Monday, September 17, 2012

Don't give up on your poor cabling jobs

One thing that I neglected to ask during my interview at $newJob was for a tour of their datacenter. I had asked a ton of questions about procedure, team structure, political divisions, etc and everything sounded great. I figured they really had their ducks in a row, the datacenter must be tip top too and let it slide. If I had taken a tour I probably would have declined the offer, but I'm glad that I didn't! This is a picture of the core switch (a Catalyst 6513) and the patch panels for our servers and 4th floor data drops:

That picture was taken in July. Since then, I've been part of a project that's migrated the core to a Nexus 7k and moved all of the workstation data lines to a separate stack of Catalyst 3750Gs with a Catalyst 3560 24-PoE powering access points and phones that don't have power available.

It was a very frustrating project for me to work on, because I felt like I was cleaning up a mess that I didn't make. My flex hours had turned into being up at 5am to catch the early train. I was hired to be an AD and vSphere specialist, and here I am running cable, coordinating switch cutovers and that sort of thing. It actually turned out to be one of the more rewarding things I've ever done, because of how thrilled my coworkers are with how it turned out.

Sunday, September 16, 2012

When vendors start making up terminology

I recently had to call Dell, because we had one drive fail and then three others go into "predictive failure" mode during the rebuild on a PowerVault MD1000. The 14 disks were in RAID 5 with two hotspares (this predates me, put your nooses and torches away. The box now runs RAID 6 with 1 hot spare).

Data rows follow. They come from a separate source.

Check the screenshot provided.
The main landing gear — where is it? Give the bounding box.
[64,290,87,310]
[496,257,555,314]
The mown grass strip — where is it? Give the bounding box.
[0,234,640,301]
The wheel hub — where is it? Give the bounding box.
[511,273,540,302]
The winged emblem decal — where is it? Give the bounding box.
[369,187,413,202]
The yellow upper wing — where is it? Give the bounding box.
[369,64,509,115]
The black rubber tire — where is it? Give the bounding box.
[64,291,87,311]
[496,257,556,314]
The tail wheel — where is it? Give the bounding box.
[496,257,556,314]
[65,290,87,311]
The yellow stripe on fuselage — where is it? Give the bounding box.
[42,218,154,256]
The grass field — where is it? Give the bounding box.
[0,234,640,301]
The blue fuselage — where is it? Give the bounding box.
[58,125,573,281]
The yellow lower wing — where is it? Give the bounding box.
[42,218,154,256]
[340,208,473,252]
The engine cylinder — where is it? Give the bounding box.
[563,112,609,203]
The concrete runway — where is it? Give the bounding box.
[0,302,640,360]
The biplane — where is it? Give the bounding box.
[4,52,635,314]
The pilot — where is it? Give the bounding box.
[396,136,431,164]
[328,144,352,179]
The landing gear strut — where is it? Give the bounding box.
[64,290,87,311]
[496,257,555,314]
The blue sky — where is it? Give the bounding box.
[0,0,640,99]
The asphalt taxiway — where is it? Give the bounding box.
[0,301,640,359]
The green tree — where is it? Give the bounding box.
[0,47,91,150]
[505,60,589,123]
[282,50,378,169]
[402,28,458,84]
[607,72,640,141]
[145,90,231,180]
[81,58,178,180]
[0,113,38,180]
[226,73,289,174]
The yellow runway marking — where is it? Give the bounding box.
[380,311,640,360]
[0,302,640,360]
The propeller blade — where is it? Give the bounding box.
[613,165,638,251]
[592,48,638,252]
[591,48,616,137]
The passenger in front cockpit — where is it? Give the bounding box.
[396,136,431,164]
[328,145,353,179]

While Dell was doing their normal routine diagnostics before shipping out 4 disks to me, they informed me that my array had a "punctured stripe." Punctured stripe? What the heck is that, I asked? They proceeded to explain how RAID 5 works with striping and parity, which I already knew. Then they said that in large volumes sometimes during a rebuild the stripe punctures because of inconsistent parity data and the whole volume needs to be completely re-initialized and restored from backup. "Oh, so you mean it's a URE?" "A what?" "An unrecoverable read error during the rebuild." "Um, I guess?"

The Dell storage "engineer" had never heard of a URE - which is an industry standard term! Upon further googling, it seems that Dell support is really the only company that uses this term. I had to make two follow up calls and got two different engineers and every single one said "punctured stripe." If there is an industry standard term for something, please don't try and coin a new phrase! It confuses your customers and makes us think that your storage engineers are clueless, because they don't know them.